George was an Estonian (Russian Empire) wrestler born in 1878, back when (warning: spoiler) wrestling wasn’t entirely fake. Wrestling was considered a primo sport, with traditions going back to the original Olympics. George was always into physical fitness, but his first competitive sport was cycling, of all things. He was a blacksmith’s apprentice that raced for prizes on his days off. Then one day, a wrestler and strongman named Georg Lurich came to town with a kind of circus, and challenged any and all local comers to beat him. Hackenschmidt tried it, and lost, but liked the idea. He went into training in St. Petersburg, and eventually became a wrestler and strongman like Lurich. He won lots of formal weightlifting and wrestling competitions.

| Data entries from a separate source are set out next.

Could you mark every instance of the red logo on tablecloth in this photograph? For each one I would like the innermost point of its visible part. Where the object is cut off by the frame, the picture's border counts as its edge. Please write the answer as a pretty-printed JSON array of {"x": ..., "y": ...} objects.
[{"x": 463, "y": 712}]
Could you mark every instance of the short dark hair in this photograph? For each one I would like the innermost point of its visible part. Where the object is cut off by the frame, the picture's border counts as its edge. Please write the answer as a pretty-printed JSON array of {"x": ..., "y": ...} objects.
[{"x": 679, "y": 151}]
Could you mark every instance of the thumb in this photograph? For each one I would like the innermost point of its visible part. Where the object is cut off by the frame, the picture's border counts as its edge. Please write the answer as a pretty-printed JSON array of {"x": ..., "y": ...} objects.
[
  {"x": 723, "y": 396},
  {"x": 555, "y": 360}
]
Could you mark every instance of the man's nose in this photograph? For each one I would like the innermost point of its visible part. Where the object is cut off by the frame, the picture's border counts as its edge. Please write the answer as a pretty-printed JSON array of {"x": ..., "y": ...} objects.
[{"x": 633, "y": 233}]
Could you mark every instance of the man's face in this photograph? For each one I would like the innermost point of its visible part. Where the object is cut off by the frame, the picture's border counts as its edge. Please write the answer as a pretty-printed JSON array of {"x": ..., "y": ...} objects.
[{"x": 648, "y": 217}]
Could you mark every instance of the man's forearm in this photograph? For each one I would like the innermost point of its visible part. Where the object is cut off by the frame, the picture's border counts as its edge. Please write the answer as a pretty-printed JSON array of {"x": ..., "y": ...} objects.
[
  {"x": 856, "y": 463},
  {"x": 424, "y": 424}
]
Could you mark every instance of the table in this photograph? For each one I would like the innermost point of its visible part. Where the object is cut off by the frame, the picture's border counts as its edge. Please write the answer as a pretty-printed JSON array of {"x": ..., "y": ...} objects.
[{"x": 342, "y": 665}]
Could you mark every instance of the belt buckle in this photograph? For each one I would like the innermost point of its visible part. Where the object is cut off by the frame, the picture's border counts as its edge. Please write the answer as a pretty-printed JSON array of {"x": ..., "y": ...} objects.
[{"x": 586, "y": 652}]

Sometimes he’d wrestle five opponents during one evening, and beat them all.

Hackenschmidt might be obscure now, but he was a worldwide phenomenon in his day. He once wrestled at Comiskey Park, in front of 30,000 spectators for a gate of $87,000. That’s nearly three million in today’s money. He lost, by the way.

Hackenschmidt was was considered quite handsome, and was something of a clothes horse. He wasn’t a dullard either. He was educated and sophisticated, and was reported to speak seven languages. Teddy Roosevelt once remarked that “If I wasn’t president of the United States, I would like to be George Hackenschmidt.”

I just find it funny that George Hackenschmidt invented the bench press. I mean someone had to invent it, I guess. Someone invented the wheel, for instance, but we don’t know his name. Maybe if his name wasn’t Hackenschmidt, lying on your back and lifting a barbell off your chest over and over would be named after him, and he’d be a household word, like kleenex or something. But it was not to be. “Lie down and give me 20 hackenschmidts” just doesn’t roll off the tongue. Life isn’t fair sometimes.